Big performance differences between x86-64 and ARM?

dh.murakami · October 4, 2024, 9:54am

Just a quick question to the Dynare team: could you double check if there are any large performance differences during the mode finding stage of estimation (with OccBin) between x86-64 and ARM versions of macOS+MATLAB for mode_compute=5?

I am well aware of the raw instruction-per-clock performance differences between Intel’s CPUs (especially pre Alder Lake-based CPU architectures) and Apple’s M-series CPUs. However, mode finding that takes 3-6 hours on my M1-based machine takes literal days on my Intel machine. They both have a similar number of CPU cores (4E+4P Apple M1 vs 10C,20T Intel Core i9-10910).
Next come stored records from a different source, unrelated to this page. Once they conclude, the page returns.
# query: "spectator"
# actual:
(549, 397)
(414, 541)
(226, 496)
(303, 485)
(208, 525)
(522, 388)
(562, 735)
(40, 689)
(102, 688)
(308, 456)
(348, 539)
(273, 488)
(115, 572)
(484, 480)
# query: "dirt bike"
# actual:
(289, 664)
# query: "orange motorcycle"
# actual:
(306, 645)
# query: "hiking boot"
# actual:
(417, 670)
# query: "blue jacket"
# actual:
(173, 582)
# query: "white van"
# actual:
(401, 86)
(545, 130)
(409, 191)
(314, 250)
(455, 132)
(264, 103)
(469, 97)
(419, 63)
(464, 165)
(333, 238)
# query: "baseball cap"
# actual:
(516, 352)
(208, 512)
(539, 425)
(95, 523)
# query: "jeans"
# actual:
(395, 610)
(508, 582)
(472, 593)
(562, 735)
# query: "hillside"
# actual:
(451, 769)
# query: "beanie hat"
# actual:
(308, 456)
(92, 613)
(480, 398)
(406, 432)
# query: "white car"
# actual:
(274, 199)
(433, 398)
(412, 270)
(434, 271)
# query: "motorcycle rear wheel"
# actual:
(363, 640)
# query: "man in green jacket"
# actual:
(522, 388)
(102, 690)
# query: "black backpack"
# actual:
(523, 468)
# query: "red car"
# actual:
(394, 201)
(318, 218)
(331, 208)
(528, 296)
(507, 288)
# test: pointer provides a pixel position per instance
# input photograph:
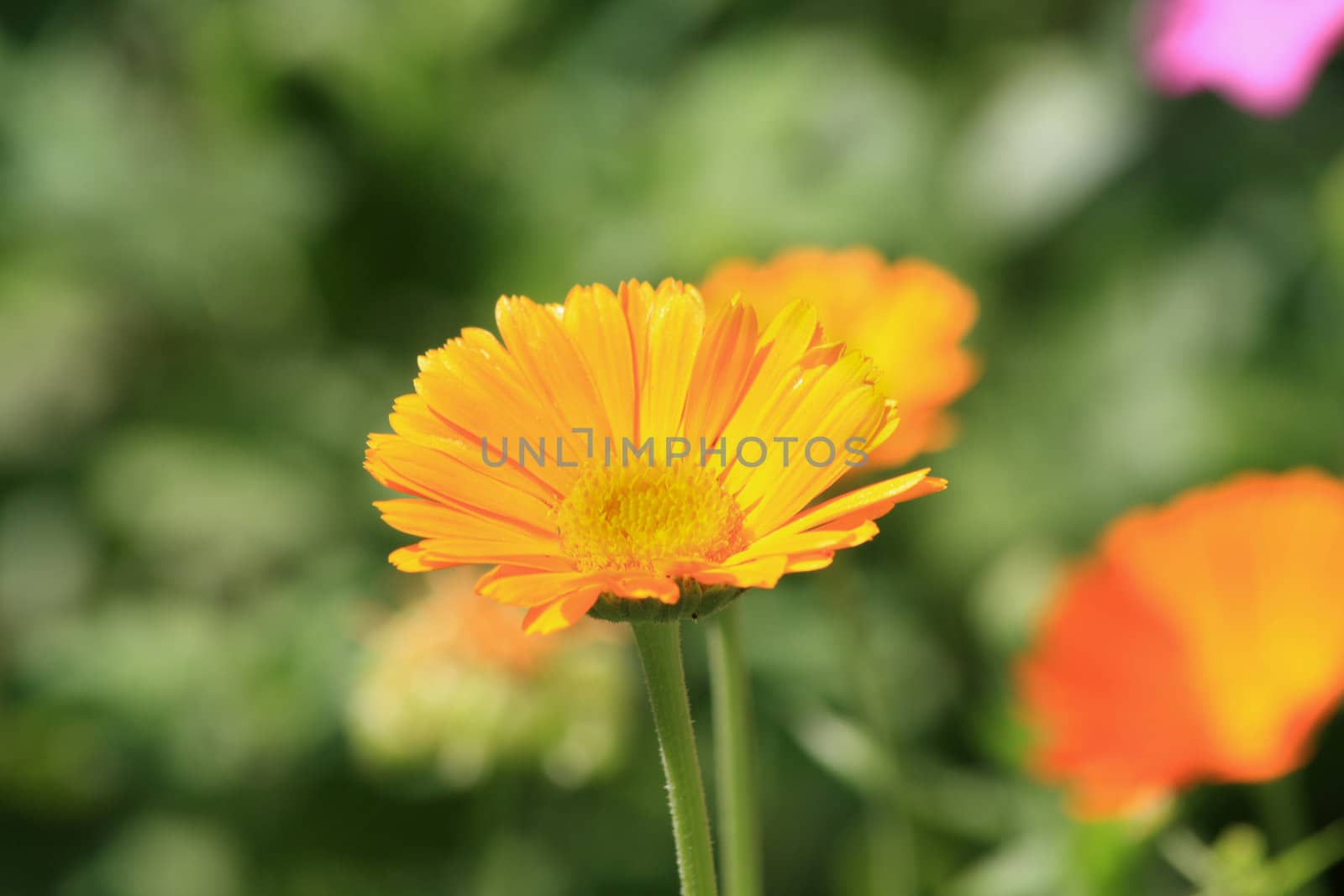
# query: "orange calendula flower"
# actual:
(1205, 640)
(628, 446)
(911, 316)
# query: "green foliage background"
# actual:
(228, 228)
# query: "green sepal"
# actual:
(698, 600)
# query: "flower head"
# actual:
(909, 316)
(1263, 54)
(454, 684)
(1203, 640)
(627, 445)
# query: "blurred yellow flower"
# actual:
(909, 316)
(629, 446)
(1203, 640)
(454, 683)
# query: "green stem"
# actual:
(660, 649)
(738, 824)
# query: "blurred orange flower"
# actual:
(452, 683)
(1203, 640)
(640, 369)
(909, 316)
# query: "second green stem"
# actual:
(736, 781)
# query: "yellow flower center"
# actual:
(635, 517)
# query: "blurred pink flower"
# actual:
(1261, 54)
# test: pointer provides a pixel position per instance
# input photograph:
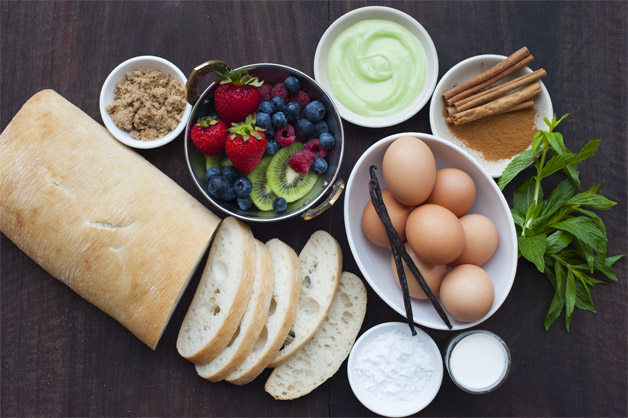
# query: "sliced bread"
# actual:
(222, 294)
(280, 318)
(321, 264)
(323, 355)
(252, 322)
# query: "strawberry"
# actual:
(245, 145)
(237, 96)
(209, 135)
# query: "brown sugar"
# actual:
(147, 104)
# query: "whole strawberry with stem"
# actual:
(245, 145)
(237, 96)
(209, 135)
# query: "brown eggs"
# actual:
(374, 228)
(435, 234)
(453, 189)
(467, 293)
(409, 169)
(433, 275)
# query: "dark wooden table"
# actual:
(61, 356)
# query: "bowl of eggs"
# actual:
(454, 221)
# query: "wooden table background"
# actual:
(61, 356)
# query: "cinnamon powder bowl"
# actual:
(494, 141)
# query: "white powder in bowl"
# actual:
(394, 366)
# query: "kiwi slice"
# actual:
(261, 195)
(283, 180)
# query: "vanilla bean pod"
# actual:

Each core on the Intel CPU is slower than the M1, but still the performance gap just in terms of hardware isn’t this big.
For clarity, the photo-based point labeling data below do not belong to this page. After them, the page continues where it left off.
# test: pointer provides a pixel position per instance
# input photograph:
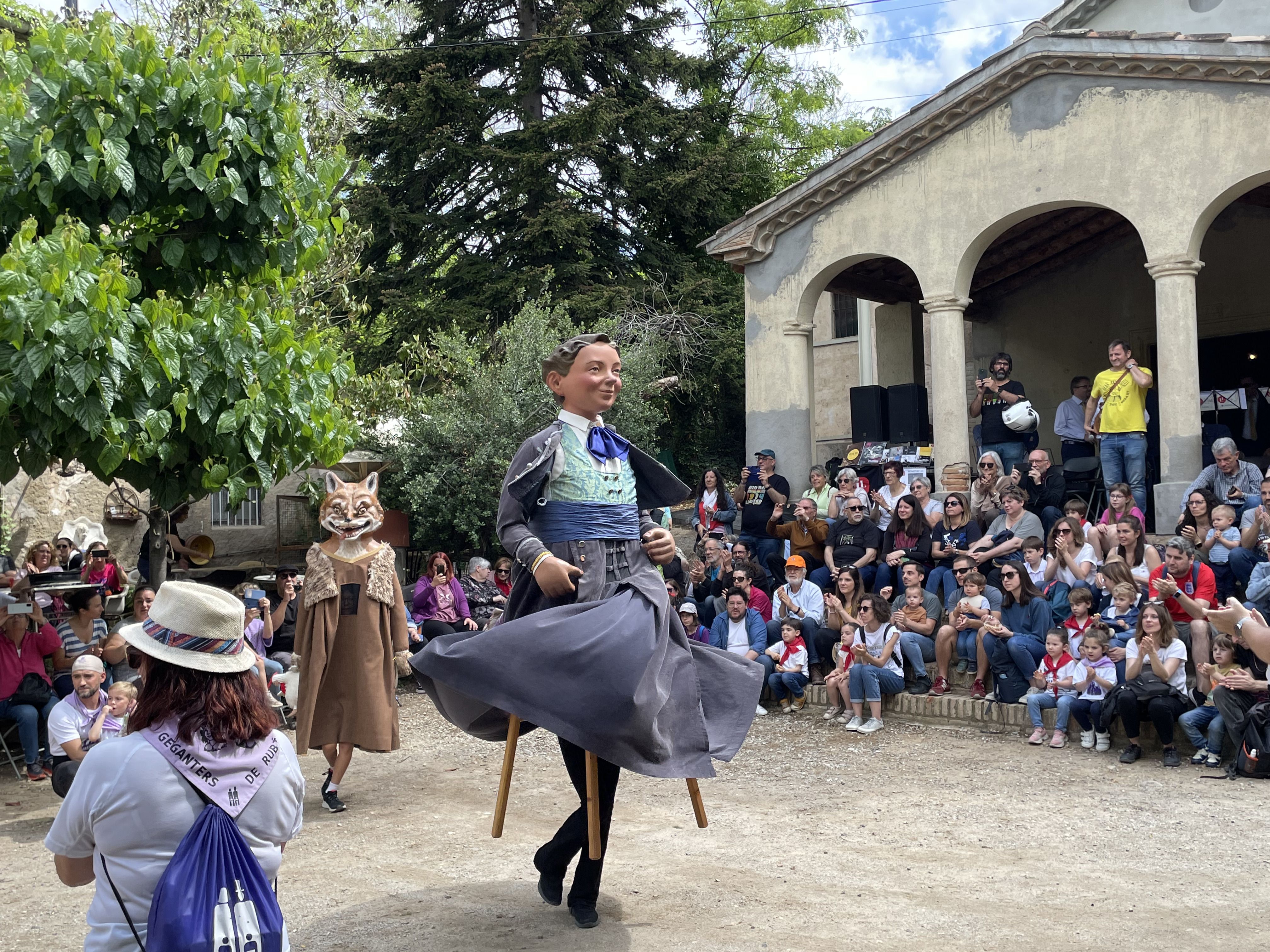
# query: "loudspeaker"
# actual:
(910, 419)
(869, 421)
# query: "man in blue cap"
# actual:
(760, 492)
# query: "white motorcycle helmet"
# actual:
(1020, 417)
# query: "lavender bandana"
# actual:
(226, 775)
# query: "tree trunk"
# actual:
(531, 101)
(157, 540)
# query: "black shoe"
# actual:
(586, 917)
(1131, 755)
(552, 889)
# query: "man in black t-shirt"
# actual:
(758, 496)
(854, 540)
(995, 393)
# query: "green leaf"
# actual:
(173, 252)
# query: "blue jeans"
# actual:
(1023, 650)
(1044, 701)
(32, 727)
(1013, 454)
(809, 627)
(784, 683)
(761, 547)
(1124, 460)
(918, 650)
(821, 577)
(1088, 712)
(1199, 720)
(1243, 562)
(869, 682)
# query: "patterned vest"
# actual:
(582, 483)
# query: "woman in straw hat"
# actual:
(135, 799)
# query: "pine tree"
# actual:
(581, 164)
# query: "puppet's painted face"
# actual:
(593, 381)
(351, 509)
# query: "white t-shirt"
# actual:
(1174, 649)
(876, 642)
(1085, 555)
(131, 807)
(64, 724)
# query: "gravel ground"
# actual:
(818, 838)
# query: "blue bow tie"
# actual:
(605, 445)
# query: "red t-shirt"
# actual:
(31, 660)
(1198, 583)
(761, 604)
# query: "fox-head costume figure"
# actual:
(351, 512)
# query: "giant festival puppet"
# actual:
(350, 627)
(588, 647)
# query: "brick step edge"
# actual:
(963, 711)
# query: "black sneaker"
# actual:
(586, 917)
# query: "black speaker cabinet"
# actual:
(910, 419)
(869, 421)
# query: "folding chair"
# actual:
(9, 732)
(1085, 482)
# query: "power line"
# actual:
(510, 41)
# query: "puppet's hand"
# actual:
(556, 577)
(660, 545)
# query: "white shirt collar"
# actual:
(580, 423)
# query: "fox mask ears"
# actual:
(371, 483)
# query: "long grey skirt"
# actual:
(616, 677)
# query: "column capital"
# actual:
(1171, 266)
(944, 303)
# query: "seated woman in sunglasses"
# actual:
(103, 569)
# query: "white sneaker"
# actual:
(869, 727)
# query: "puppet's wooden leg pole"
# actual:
(592, 807)
(699, 807)
(505, 784)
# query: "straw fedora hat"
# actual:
(193, 626)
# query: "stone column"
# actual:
(1176, 379)
(948, 380)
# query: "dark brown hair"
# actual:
(230, 709)
(561, 361)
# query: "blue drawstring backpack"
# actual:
(213, 897)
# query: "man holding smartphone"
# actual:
(994, 394)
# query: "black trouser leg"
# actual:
(553, 858)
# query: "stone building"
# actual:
(1107, 176)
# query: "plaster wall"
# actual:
(1060, 141)
(1240, 18)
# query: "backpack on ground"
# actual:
(1254, 756)
(214, 895)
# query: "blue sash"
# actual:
(559, 521)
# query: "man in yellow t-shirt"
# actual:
(1123, 423)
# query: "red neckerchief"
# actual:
(790, 648)
(1053, 667)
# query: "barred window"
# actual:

I’m wondering if the x86-64 version of Dynare is having some kind of suboptimal compilation issue? Has anyone else noticed this on their own computers?

jpfeifer · October 4, 2024, 10:57am

That seems like a question for @wmutschl and @sebastien

wmutschl · October 15, 2024, 7:43pm

I think the short answer: the M chips are really good and much better and have full priority from Apple.
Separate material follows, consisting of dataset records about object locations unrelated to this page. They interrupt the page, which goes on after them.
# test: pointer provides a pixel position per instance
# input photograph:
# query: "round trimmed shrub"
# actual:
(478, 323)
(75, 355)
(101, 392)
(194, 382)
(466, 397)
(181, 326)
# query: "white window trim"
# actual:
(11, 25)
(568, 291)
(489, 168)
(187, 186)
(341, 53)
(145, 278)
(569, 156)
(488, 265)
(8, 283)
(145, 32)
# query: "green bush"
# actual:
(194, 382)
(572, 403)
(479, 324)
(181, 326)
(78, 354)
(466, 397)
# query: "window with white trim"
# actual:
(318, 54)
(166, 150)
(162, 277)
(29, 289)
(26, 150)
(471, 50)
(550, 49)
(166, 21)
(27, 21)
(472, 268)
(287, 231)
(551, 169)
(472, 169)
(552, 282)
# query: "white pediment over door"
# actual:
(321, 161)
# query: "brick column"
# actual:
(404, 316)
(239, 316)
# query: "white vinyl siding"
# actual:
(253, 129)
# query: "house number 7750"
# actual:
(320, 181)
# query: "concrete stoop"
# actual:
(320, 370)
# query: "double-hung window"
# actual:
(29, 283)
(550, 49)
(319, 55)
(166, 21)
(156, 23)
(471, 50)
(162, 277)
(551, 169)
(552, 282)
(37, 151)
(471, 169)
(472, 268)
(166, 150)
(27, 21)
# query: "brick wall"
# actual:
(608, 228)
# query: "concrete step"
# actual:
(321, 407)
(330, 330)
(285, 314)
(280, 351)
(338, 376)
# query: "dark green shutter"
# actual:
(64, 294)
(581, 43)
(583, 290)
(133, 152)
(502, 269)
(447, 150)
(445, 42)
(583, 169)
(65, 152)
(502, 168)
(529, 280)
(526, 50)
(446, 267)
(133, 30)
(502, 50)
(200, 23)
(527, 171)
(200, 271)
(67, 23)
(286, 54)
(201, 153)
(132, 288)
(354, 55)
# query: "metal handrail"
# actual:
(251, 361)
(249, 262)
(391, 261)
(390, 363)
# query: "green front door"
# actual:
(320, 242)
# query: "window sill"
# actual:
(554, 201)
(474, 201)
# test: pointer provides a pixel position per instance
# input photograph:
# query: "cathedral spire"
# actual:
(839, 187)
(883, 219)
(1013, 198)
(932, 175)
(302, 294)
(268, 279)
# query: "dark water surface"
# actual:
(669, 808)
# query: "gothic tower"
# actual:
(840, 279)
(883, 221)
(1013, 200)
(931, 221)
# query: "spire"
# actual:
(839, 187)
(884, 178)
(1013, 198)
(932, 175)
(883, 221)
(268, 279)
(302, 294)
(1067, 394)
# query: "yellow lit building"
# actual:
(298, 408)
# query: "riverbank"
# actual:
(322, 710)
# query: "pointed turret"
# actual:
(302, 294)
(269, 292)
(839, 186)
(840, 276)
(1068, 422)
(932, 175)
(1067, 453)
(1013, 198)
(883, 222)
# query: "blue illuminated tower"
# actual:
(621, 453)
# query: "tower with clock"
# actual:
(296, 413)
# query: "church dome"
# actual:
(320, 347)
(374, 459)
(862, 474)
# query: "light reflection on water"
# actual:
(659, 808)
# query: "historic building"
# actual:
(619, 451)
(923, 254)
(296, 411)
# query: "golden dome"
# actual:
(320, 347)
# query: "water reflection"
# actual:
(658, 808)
There could indeed be several factors at play here:

Compilation Optimization: Some of Dynare‘s dependencies might not be optimized as well for x86-64 architecture (Intel), especially on macOS. Since Apple has prioritized ARM (M1/M2/M3/M4) chips with their latest OS updates and compilers, it’s possible that the Intel version is not as optimized, particularly for mode-finding algorithms which might be sensitive to compiler-level optimizations.
MATLAB and BLAS Libraries: MATLAB’s performance can vary between different architectures, particularly due to the underlying math libraries it uses (e.g., Intel MKL vs Apple’s Accelerate framework), which can slow down large matrix operations that are common in mode-finding routines.
Parallelism Issues: Although your Intel Core i9-10910 has more threads overall, it’s possible that the mode-finding process doesn’t utilize them efficiently. The M1’s architecture, with its unified memory and highly efficient cores, might allow MATLAB and Dynare to make better use of available hardware resources. On the other hand, threading and parallelism performance on older Intel architectures might not be as well-optimized, leading to higher latency.
Thermal Throttling: Intel chips, particularly older generations, are prone to thermal throttling under heavy loads. If your Intel machine is hitting thermal limits, it could significantly reduce its performance during sustained workloads like mode finding. The M chips, due to their efficiency, may avoid this issue and maintain consistent performance over long periods.
macOS vs Intel on Linux or Windows: If you are using macOS on both machines, it might be worth comparing the performance on an Intel machine running Linux, where optimizations for Intel’s architecture could be more robust.

In short: the M chips are just great

dh.murakami · November 15, 2024, 10:13am

I think I will pull the trigger on one of the M4-based Macs!

One more thing @wmutschl: Do you have any general advice for parallel options when doing Bayesian estimation in Dynare? How do you personally like to setup the number of, say, RWMH chains relative to the number of CPU cores you have and the NumberOfThreadsPerJob in the parallel config file?